The summer is drawing to a close and many of us who are educators are thinking about the school year that lies ahead. We are grateful for a summer of more time with family and friends, more time in creation, more time to think deeply about our work and about life. But likely, within each of our hearts, is the growing excitement of reconnecting with colleagues, meeting new students, starting new projects and getting back into routine. The educator’s life is a cycle of seasons – each season necessary and fruitful in different ways. We have good work to do and we are grateful.
The beginning of a school year is an intense time of planning and goal setting, both for and with students – and it needs to be. A reverence for learners would emphasize the importance of planning with students or at least with their unique needs in mind. I find a plan that is more of a ‘vision open to revision’, is inherently more inclusive of learners than a plan that is a blueprint requiring every detail to be implemented. Blueprints work extremely well for buildings, less well for human growth and flourishing. Blueprints assume a confidence that is not possible in the often messy, humbling, relational and dynamic context of teaching.
This week I was reading St. James’ caution to the overly confident.
Come now, you who say, “Today or tomorrow we will go to such and such a city, spend a year there, buy and sell, and make a profit”; whereas you do not know what will happen tomorrow. For what is your life? It is even a vapor that appears for a little time and then vanishes away. Instead you ought to say, “If the Lord wills, we shall live and do this or that.” (James 4: 13-15)

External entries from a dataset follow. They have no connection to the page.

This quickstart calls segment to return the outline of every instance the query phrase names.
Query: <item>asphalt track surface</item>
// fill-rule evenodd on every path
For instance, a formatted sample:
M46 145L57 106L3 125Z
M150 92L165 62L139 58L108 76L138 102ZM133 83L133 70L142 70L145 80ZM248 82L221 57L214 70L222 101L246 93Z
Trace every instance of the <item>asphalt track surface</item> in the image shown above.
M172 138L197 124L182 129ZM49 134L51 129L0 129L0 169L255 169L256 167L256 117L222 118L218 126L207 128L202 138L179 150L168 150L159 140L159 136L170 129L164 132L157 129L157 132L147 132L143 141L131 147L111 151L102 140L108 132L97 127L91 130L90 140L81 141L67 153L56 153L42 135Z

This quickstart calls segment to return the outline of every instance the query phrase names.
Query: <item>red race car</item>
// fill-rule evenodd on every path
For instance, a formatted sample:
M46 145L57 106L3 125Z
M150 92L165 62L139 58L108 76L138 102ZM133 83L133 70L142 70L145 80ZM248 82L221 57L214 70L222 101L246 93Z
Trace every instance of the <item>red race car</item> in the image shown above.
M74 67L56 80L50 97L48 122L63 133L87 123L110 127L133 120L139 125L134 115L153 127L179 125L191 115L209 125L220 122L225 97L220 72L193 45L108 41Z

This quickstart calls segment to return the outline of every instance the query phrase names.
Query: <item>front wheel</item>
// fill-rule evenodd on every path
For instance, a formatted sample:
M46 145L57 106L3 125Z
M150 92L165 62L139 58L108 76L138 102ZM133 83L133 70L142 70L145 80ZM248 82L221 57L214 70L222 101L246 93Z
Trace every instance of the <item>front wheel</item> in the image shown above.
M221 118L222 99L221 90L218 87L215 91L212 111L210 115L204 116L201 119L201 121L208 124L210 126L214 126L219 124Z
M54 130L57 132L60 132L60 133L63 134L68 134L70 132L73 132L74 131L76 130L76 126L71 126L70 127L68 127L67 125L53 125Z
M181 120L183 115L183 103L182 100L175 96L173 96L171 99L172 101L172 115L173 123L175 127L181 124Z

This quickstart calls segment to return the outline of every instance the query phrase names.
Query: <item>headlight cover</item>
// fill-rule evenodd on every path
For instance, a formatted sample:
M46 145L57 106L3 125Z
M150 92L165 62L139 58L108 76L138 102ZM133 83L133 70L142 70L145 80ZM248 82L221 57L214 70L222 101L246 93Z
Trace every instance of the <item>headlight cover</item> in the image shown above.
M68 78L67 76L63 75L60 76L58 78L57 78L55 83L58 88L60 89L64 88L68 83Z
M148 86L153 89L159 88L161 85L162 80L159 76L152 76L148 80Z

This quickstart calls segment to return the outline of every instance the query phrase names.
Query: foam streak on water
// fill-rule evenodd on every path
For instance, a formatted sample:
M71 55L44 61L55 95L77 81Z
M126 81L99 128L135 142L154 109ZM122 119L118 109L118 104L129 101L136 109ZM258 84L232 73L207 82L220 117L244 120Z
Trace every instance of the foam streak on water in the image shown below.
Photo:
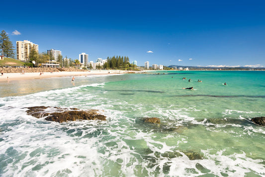
M11 85L17 94L0 98L0 176L265 176L265 127L250 121L265 115L264 72L165 72L43 80L34 84L57 86L27 94ZM34 106L107 121L48 122L26 115Z

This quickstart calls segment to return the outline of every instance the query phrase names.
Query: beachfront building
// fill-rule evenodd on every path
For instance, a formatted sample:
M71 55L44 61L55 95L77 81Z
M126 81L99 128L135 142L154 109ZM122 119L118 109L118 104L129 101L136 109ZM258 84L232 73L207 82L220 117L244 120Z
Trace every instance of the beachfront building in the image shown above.
M101 58L98 58L95 61L95 63L97 63L97 65L99 65L99 66L103 66L107 61L107 59L103 60Z
M149 62L147 61L145 62L145 68L148 70L149 69Z
M60 50L57 50L53 49L47 50L47 53L51 56L48 61L43 64L47 67L59 67L60 66L60 62L58 59L60 56L62 55L62 52Z
M86 53L79 54L79 61L81 65L83 64L85 67L87 67L88 64L88 55Z
M39 52L39 45L24 40L16 41L16 59L23 62L29 61L29 54L32 50Z
M91 69L95 70L96 69L97 69L98 67L102 66L102 63L100 62L94 62L92 61L90 61L89 63L88 63L88 67ZM90 67L92 67L91 68Z
M58 57L62 55L62 52L60 50L57 50L53 49L51 49L51 50L47 50L47 53L49 55L51 55L52 58L52 59L57 61Z
M67 58L63 59L63 67L69 67L70 66L70 59Z
M135 65L136 66L137 66L137 61L136 60L134 60L133 61L133 65Z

It is easy to forget in a context of pressure to write and accomplish particular outcomes that we are a vapor and there is nothing that we do outside of the Lord’s will. It is easy to forget what the Psalmist says – that we set our time in light of God’s face. It is easy to forget, in our making of plans, that we are taught by God, helped by God, gladdened by God, led by God.

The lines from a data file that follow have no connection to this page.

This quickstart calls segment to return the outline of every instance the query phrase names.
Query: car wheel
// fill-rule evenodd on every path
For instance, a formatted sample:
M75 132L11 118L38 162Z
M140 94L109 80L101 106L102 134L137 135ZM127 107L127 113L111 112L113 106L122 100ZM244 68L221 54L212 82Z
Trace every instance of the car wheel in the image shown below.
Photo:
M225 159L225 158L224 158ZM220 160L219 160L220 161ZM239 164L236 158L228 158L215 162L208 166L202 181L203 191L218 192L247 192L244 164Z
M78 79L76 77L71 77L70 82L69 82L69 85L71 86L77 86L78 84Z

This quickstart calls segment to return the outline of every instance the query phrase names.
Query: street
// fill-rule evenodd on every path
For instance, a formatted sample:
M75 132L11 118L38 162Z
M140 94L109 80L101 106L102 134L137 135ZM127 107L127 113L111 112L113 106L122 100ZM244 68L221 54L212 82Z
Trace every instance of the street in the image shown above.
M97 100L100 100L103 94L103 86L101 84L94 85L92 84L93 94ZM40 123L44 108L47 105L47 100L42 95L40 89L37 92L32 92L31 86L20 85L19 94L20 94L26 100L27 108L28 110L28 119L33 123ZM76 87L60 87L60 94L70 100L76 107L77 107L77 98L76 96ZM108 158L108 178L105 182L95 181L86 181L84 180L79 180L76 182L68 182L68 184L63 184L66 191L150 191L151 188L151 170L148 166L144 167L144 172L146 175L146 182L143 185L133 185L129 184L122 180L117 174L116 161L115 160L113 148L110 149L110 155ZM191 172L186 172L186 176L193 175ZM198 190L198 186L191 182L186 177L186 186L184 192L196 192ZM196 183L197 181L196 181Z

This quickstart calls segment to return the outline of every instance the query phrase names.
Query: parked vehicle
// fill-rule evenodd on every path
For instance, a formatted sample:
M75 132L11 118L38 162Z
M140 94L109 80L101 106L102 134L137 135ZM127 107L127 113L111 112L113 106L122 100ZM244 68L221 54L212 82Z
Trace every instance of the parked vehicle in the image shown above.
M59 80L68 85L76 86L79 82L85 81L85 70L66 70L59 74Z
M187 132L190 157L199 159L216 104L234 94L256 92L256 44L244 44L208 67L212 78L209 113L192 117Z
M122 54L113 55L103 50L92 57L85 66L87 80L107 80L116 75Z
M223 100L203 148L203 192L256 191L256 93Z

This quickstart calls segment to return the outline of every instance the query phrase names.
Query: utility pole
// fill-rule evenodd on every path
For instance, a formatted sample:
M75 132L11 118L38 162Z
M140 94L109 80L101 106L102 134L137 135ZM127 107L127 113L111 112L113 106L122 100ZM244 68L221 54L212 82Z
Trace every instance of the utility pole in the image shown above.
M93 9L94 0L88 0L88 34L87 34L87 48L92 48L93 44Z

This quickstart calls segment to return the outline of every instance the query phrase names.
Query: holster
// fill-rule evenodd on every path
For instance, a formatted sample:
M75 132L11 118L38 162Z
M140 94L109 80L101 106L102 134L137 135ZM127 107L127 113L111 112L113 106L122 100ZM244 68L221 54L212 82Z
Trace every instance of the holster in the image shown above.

Even more tragically, when focused on our ends and then distracted by detailed means, we forget that each moment is a potential revelation, a possible connection with eternity, an opportunity for the “more” that we all long for – more presence, more peace, more communion.
May we learn to plan and then say, “If the Lord wills.” May we live each moment of our coming practice in the light of God’s face. May we learn to accomplish and say, “Thanks be to God.”